Der Hexenschütz
In der Nähe der berühmten Klamm von Schlern stand einst an einem dunstigen und schwülen Gewittertag eine Bäuerin und gewahrte, daß die unheilschwangeren Wolken sich hinter Schwarzegg ballten und zusammenzogen. Es dauerte gar nicht lange, so fing es an zu donnern und zu blitzen. Bald fielen auch große Regentropfen auf die Bäuerin nieder, die ins Gewölk blickte und bei jedem Blitzstrahl sich bekreuzte.

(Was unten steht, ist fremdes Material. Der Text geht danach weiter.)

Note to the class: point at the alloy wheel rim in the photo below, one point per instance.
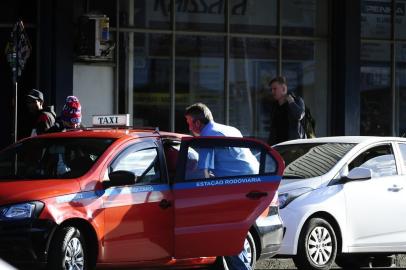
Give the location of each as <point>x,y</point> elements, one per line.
<point>74,257</point>
<point>319,245</point>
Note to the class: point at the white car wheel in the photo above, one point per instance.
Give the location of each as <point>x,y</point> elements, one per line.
<point>317,247</point>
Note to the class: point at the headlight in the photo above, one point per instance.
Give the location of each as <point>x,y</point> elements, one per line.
<point>287,197</point>
<point>21,210</point>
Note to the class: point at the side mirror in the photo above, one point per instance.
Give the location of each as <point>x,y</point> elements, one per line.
<point>359,173</point>
<point>120,178</point>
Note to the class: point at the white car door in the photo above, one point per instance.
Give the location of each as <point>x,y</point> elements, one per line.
<point>375,207</point>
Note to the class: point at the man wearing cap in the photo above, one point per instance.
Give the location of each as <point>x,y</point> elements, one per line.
<point>71,116</point>
<point>44,117</point>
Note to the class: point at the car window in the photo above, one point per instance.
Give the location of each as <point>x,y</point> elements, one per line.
<point>215,162</point>
<point>143,163</point>
<point>306,160</point>
<point>402,147</point>
<point>380,160</point>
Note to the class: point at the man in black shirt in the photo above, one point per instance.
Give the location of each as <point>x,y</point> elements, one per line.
<point>286,112</point>
<point>43,116</point>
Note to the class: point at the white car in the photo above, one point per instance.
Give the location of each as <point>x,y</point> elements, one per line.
<point>343,199</point>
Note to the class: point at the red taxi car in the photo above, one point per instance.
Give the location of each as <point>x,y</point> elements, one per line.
<point>119,197</point>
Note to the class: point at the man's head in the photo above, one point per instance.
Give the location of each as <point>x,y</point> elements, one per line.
<point>279,88</point>
<point>197,116</point>
<point>71,112</point>
<point>34,100</point>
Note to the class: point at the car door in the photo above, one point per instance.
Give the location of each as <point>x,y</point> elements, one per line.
<point>373,222</point>
<point>214,211</point>
<point>139,217</point>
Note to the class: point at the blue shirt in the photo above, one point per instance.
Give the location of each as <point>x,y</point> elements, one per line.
<point>226,161</point>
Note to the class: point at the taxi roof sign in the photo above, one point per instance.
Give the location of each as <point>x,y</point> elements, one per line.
<point>113,120</point>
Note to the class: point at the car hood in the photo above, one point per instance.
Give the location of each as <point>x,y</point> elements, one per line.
<point>287,185</point>
<point>30,190</point>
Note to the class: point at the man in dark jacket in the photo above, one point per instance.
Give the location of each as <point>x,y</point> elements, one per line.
<point>286,112</point>
<point>44,117</point>
<point>71,116</point>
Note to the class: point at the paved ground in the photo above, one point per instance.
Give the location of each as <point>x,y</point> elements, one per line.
<point>287,264</point>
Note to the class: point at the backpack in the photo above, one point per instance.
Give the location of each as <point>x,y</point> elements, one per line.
<point>308,124</point>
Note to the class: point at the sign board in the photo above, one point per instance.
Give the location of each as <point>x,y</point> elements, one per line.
<point>114,120</point>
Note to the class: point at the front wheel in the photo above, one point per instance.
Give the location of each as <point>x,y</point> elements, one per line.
<point>317,247</point>
<point>67,251</point>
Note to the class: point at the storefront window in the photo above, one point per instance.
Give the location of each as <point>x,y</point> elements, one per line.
<point>14,9</point>
<point>304,17</point>
<point>376,94</point>
<point>150,14</point>
<point>400,19</point>
<point>150,67</point>
<point>194,70</point>
<point>305,69</point>
<point>199,75</point>
<point>401,86</point>
<point>203,15</point>
<point>376,18</point>
<point>253,16</point>
<point>253,64</point>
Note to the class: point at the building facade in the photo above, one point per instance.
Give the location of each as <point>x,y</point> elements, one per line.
<point>345,58</point>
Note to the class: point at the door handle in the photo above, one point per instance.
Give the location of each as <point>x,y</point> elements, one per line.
<point>255,195</point>
<point>395,188</point>
<point>165,204</point>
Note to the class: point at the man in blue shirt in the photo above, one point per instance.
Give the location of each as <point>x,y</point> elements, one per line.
<point>218,162</point>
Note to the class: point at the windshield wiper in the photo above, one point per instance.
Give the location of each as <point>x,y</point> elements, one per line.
<point>292,176</point>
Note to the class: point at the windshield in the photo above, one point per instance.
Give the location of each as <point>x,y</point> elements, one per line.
<point>308,160</point>
<point>51,158</point>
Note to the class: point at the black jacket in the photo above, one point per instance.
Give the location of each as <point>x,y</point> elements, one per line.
<point>296,112</point>
<point>44,120</point>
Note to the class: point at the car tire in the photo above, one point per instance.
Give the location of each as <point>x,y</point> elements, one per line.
<point>352,261</point>
<point>67,250</point>
<point>249,250</point>
<point>317,246</point>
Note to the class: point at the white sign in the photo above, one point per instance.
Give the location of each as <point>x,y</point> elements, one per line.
<point>115,120</point>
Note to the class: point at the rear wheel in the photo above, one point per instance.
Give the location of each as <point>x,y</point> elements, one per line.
<point>317,247</point>
<point>67,251</point>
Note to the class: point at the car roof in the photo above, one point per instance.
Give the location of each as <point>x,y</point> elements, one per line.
<point>114,133</point>
<point>345,139</point>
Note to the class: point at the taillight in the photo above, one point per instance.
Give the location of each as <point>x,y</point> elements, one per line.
<point>274,206</point>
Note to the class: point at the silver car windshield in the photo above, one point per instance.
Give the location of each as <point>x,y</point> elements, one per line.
<point>308,160</point>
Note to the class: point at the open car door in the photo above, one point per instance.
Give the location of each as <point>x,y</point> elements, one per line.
<point>221,187</point>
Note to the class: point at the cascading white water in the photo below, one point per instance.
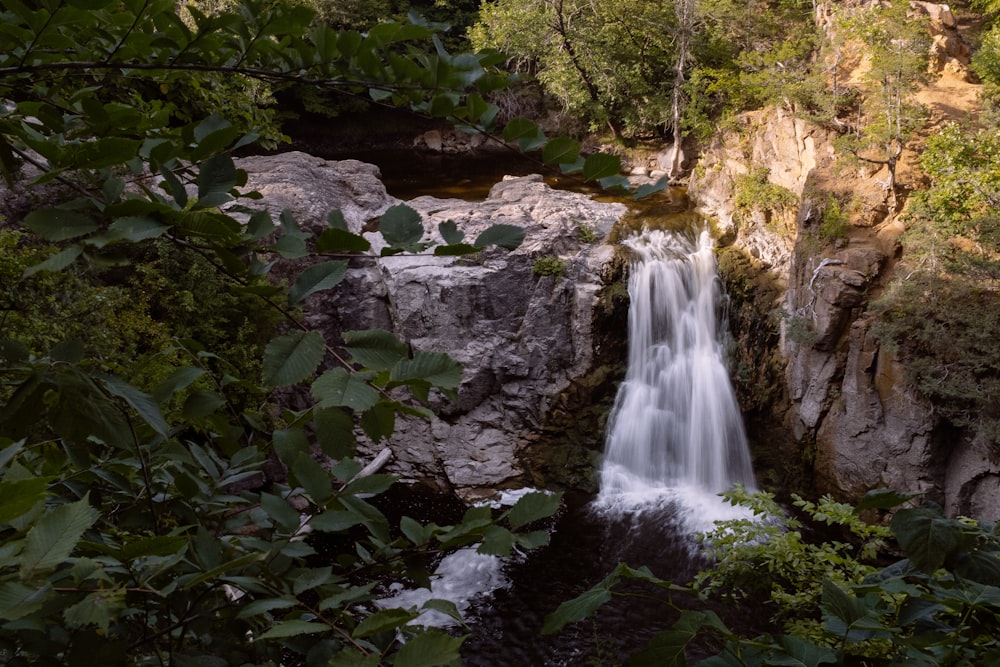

Nun kam auch der Bauer daher und sagte: "Kathl, heut gibt's ein arg's Wetter ab, wann's nur nicht hagelt." "Gott bewahr' uns davor", entgegnete die Bäuerin, und nach einer großen Wolke zeigend, sprach sie weiter: "Schau, Hansl, wie es dort in der Mitte des Gewülbes [Gewölkes] herumfährt, bald hin, bald her, bald qualmend, bald stoßend, und man merkt fast deutlich darin eine dunkle Gestalt mit einem Besen in der Hand."
"Das ist die Wetterhexe, die schieß' ich herunter", sagte der Bauer, als er, die Hand über die Stirne haltend, die schwarze Gestalt in der Wolke zu erkennen gemeint hatte.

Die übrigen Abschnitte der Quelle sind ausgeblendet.